No 4º dia desta SEMANA JÂNIO SOARES, neste resgate de lembranças e memórias que estão fazendo o Jornal Folha Sertaneja, o site www.folhasertaneja.com.br e a Academia de Letras de Paulo Afonso - ALPA – onde Jânio Soares ocupava a Cadeira Nº 20, encontrei uma das crônicas que Janinho publicou no Jornal A TARDE e também nesse site e nela ele se desmancha em amores pelo rio São Francisco cujas águas banhavam seu terreiro na imortal e sempre lembrada Velha Glória, Curral dos Bois, Santo Antônio da Glória onde viveu a meninice, rodeado e acarinhado por muitas tias, como disse Edson Mendes em outro texto em sua homenagem publicado no segundo dia desta Semana Jânio Soares.
A ideia desta Semana Jânio Soares, lembro a todos, é que o seu aniversário de 64 anos, seria no dia 21 de julho, uma semana antes do aniversário do município de Paulo Afonso, que também completa 64 anos, ambos nascidos no ano de 1958.
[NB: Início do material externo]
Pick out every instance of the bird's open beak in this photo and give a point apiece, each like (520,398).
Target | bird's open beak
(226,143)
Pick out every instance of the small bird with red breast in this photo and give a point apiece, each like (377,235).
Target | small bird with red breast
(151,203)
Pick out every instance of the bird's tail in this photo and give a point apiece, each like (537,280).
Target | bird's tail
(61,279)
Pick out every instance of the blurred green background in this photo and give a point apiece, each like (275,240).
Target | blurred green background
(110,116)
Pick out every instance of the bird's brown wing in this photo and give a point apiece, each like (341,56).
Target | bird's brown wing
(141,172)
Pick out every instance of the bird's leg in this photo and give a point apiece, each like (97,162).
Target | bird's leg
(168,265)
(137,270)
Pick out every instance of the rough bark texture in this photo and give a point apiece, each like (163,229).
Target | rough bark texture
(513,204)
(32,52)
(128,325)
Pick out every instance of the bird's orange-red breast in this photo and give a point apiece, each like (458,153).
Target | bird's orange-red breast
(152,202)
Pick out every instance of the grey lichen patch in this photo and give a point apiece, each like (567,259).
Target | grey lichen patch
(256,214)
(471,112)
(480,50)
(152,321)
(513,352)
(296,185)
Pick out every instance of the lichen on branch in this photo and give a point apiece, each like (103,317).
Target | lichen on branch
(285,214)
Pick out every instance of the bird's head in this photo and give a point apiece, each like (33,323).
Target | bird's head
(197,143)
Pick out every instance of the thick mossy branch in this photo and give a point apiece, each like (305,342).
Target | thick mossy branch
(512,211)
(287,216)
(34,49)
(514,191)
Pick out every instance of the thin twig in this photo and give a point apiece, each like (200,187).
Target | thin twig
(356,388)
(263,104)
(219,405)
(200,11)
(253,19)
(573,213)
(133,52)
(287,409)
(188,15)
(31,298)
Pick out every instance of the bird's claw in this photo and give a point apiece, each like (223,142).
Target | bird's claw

Hoje trouxemos o próprio Janinho para conversar em uma crônica derramada de amor pelo seu Rio São Francisco e ele conta as coisas que ouviu numa conversa de amigos de fé, irmãos, camaradas com esse seu amigo e nos revela o que lhe disse esse rio dos seus amores. Ah, se esse rio falasse. Melhor, como diz Jânio, SE MEU RIO FALASSE... conversa ilustrada com imagens do Lago de Moxotó, da Cachoeira de Paulo Afonso e do Cânion do rio São Francisco que fiz em dias em que o sol também foi meu amigo.
Abraço fraterno.
Antônio Galdino da Silva
Jornal Folha Sertaneja
Site www.folhasertaneja.com.br
Presidente da ALPA
Se meu rio falasse
Janio Soares, 29/03/2018
“Olá, antes de entrar no assunto que me trouxe até aqui, gostaria de me apresentar, embora a maioria já deva ter ouvido falar de mim e de meus remansos. Me chamo Francisco, assim como o Papa, o ex-sogro de Carlinhos Brown e o santo gente boa nascido em Assis, na Itália, cujo nome inspirou o meu.
Apelidos não tenho, apesar de muitos que nunca me viram mais largo insistirem em me chamar de Velho Chico, provavelmente querendo uma intimidade que jamais lhes dei, até porque, se o próprio ribeirinho que me vê todo santo dia nunca me tratou assim, por que diabos um estrangeiro haveria de?
Oficialmente tenho 516 anos, mas, como naquela música que gosto muito e que a moçada canta em minhas margens quando luas me lampejam, eu nasci há uns 10 mil anos atrás e, do mesmo modo que o velhinho sentado na calçada com uma cuia de esmola e uma viola na mão citado por Raul no começo da canção, não tem nada nesse mundo que eu não saiba demais.
De extensão eu tinha 2.700 Km, mas com os desvios que alongaram meu curso e duplicaram meu tormento, perdi as contas. De afluentes devo continuar com os 168 que os livros de geografia cravam, embora só uns 36 me irriguem pra valer. Já de velhas promessas de me revitalizarem ou coisa assim, ah!, seu moço e dona moça, isso é conversa pra Nego D’água dormir.
Como vocês sabem, broto lá em Minas e passeio por alguns estados do Nordeste, onde, nos bons tempos pré-barragens, despencava nos cânions de Paulo Afonso que nem trovoada de verão e depois seguia até bater de frente com o oceano, numa peleja bonita de se ver.
Já hoje, completamente poluído pelas Baronesas que se alimentam dos esgotos que caem em minhas águas (e separado pelas hidroelétricas de Três Marias, Sobradinho, Itaparica, Complexo Moxotó e Xingó – que me dividiram em várias partes tornando-me uma espécie de esquartejado líquido), chego tão desnutrido no final de minha jornada que o mar já penetra alguns quilômetros dentro do meu leito, trazendo com ele mariscos, pescadas e robalos que, queira Deus, convivam em harmonia com minhas traíras e surubins.
Agradeço do fundo de meus peraus sua atenção e me despeço dizendo que mesmo com milhões de metros cúbicos sem oxigênio, partes de mim ainda resistem à espera de algum milagre ou, quem sabe, de ventos do Norte mais constantes, que pelo menos possam provocar um rodízio na minha agonia.
Agora me dê licença que os meninos já vão começar a sessão Beatles. Fui!”.